“Pengawasan situasi seperti ini tidak harus rigit. Saya berharap Komite I DPD RI bersuara memberi rekomendasi strategis utuk mempersingkat rantai penyaluran dan maksimalkan pengawasan dibawah. Fokus kita semua harus pada pada penyelematan desa”, ujarnya.

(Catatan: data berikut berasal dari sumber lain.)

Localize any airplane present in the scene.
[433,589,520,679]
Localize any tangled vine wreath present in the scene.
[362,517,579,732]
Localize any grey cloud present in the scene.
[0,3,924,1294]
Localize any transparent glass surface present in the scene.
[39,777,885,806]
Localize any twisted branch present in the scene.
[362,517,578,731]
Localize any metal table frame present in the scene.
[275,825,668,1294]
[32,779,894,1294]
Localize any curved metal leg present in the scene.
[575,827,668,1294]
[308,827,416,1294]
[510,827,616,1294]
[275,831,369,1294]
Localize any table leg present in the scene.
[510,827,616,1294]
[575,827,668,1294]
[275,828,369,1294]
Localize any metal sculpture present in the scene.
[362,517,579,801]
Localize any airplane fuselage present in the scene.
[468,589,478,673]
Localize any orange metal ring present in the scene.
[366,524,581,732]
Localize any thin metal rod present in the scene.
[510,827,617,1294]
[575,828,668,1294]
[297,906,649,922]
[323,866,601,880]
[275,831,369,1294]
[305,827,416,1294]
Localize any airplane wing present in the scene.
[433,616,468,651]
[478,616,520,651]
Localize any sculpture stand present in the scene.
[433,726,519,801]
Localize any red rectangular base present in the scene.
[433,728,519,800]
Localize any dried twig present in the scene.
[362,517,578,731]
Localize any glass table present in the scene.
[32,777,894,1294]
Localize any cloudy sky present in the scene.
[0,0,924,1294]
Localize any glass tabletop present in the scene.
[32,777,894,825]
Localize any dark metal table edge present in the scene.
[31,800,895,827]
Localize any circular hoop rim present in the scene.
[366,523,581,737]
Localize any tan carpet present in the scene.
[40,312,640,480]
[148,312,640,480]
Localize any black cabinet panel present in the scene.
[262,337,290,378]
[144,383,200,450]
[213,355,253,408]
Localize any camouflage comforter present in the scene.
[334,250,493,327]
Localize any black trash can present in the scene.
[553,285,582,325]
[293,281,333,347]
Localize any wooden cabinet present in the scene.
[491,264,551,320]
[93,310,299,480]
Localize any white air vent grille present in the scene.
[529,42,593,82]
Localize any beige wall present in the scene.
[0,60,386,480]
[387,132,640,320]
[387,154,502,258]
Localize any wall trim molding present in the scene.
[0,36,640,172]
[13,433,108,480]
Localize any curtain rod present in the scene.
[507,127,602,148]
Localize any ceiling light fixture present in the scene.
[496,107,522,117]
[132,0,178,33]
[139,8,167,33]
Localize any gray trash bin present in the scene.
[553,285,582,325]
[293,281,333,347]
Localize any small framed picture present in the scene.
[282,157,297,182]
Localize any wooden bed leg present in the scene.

Sementara itu, Rohidin menjelaskan ada beberapa potensi masalah atas penggunaan Dana Desa khususnya untuk BLT. Pertama, soal Silpa. Menurutnya, sangat dimungkinkan terjadinya SILPA yang menumpuk di Desa dari prosentase alokasi Dana Desa untuk BLT yaitu kisaran 25%-30% dan 35% yang tidak terserap khususnya pada Tahap I karena menunggu data warga miskin yg belum fix. Kedua, di tingkat Pemda. Pemda Provinsi dan Kabupaten/Kota akan terus berupaya melakukan sinkronisasi Data yaitu Data Terpadu Kesejahteraan Sosial dengan menambahkan “kriteria lokal” guna menutupi “kuota” BLT. Sehingga kemungkinan akan terjadi variasi data atas kriteria lokal antar daerah/propinsi dan pulau, dampaknya angka kemiskinan bisa “membengkak”.
Ketiga, lanjut Rohidin, ditingkat Desa khusus BLT. Desa dengan Penduduk Besar, penduduk yang belum tercover PKH, BPNT yang masih besar akan menimbulkan beban bagi Pemdes karena kuota Dana Desa juga terbatas, potensi rawan “gesekan” apalagi pasca Pilkades. Meskipun ada alternatif diajukan ke Pemda, namun proses dipastikan agak lama. Kemudian desa dengan Penduduk lebih kecil, tetap akan kesulitan memenuhi 14 Kriteria / 9 kriteria dan diluar penerima bantuan. “Potensi masalahnya adalah bagi rata semua warga desa”, ujarnya.